Turn the unit’s mental model into a reproducible engineering loop: quantify the complaint, reproduce under realistic load, read the flame graph, predict the win with Amdahl, fix the real hotspot, and verify with statistically valid before/after metrics — confirming intuition was wrong before you trust the measurement.
Take an HTTP service with a deliberately misleading slow endpoint (your own or the starter described below) and run the complete profile-first loop — quantify, reproduce, profile, predict, fix, verify — driving p99 to target while proving with a profile that the obvious suspect was NOT the bottleneck.
- A before/after table: p50, p95, p99 endpoint latency across ≥5 runs each, with a 95% CI — measured under identical load, not estimated, and showing p99 met the stated target.
- A short write-up stating the pre-profile intuition, the profile that contradicted it, the real hotspot with its CPU (or off-CPU) share, and the Amdahl-predicted vs actual total speedup.
- The profile diff clearly shows the real hotspot frame shrinking after the fix (re-profiled, not assumed), and the decoy suspect confirmed as a small share throughout.
- Evidence of the observer-effect check: the headline metric with profiler off vs on, within ~5%.
- Add a one-page triage runbook: how to quantify a 'slow' complaint, pick the measurement scope (micro/macro/prod), read flame-graph shapes, and verify a win statistically — the loop a new on-call should follow.

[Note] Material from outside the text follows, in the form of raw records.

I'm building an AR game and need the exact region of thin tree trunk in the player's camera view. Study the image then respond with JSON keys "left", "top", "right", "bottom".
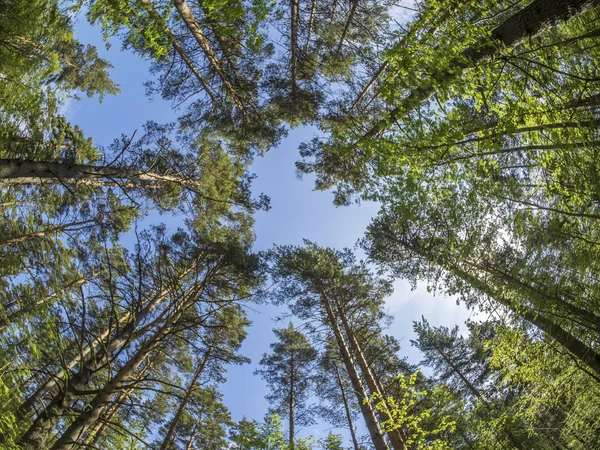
{"left": 0, "top": 219, "right": 97, "bottom": 248}
{"left": 84, "top": 363, "right": 150, "bottom": 447}
{"left": 172, "top": 0, "right": 246, "bottom": 114}
{"left": 135, "top": 0, "right": 218, "bottom": 105}
{"left": 335, "top": 0, "right": 359, "bottom": 55}
{"left": 334, "top": 300, "right": 406, "bottom": 450}
{"left": 289, "top": 352, "right": 295, "bottom": 450}
{"left": 395, "top": 234, "right": 600, "bottom": 376}
{"left": 305, "top": 0, "right": 317, "bottom": 52}
{"left": 320, "top": 289, "right": 390, "bottom": 450}
{"left": 363, "top": 0, "right": 600, "bottom": 139}
{"left": 335, "top": 362, "right": 361, "bottom": 450}
{"left": 12, "top": 265, "right": 203, "bottom": 450}
{"left": 290, "top": 0, "right": 300, "bottom": 93}
{"left": 184, "top": 414, "right": 202, "bottom": 450}
{"left": 159, "top": 343, "right": 215, "bottom": 450}
{"left": 414, "top": 119, "right": 600, "bottom": 154}
{"left": 435, "top": 348, "right": 526, "bottom": 449}
{"left": 0, "top": 275, "right": 89, "bottom": 329}
{"left": 437, "top": 349, "right": 485, "bottom": 401}
{"left": 348, "top": 61, "right": 389, "bottom": 113}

- Wire a profile-diff CI gate: deploy the PR branch to a canary, run a 5-minute load test, capture CPU + off-CPU profiles, diff against a weekly-refreshed main baseline, and fail the build if any function's CPU share grows ≥10% absolute or ≥30% relative.
- Add hardware-counter analysis (perf stat -e cycles,instructions,cache-misses) on the real hotspot; report its IPC and decide from the number whether the next fix should target data layout or the algorithm.
- Add a cold-start profile (first 30–60 s after launch) alongside the steady-state one and show that the hotspots differ — then name a cold-start-specific fix (eager warmup, connection pre-warming, or AOT) the steady-state profile would never have suggested.
This is the loop you will run in every real performance investigation: quantify the complaint into a target, reproduce under realistic load, verify the profiler is not lying (observer effect), read the flame graph by shape before names, let the measurement contradict your intuition, predict the ceiling with Amdahl, fix the one real hotspot, and confirm with median/p95/p99 across multiple runs. Building it once on a service whose obvious bottleneck is a decoy is what makes “profile first, then change code” muscle memory instead of a slogan.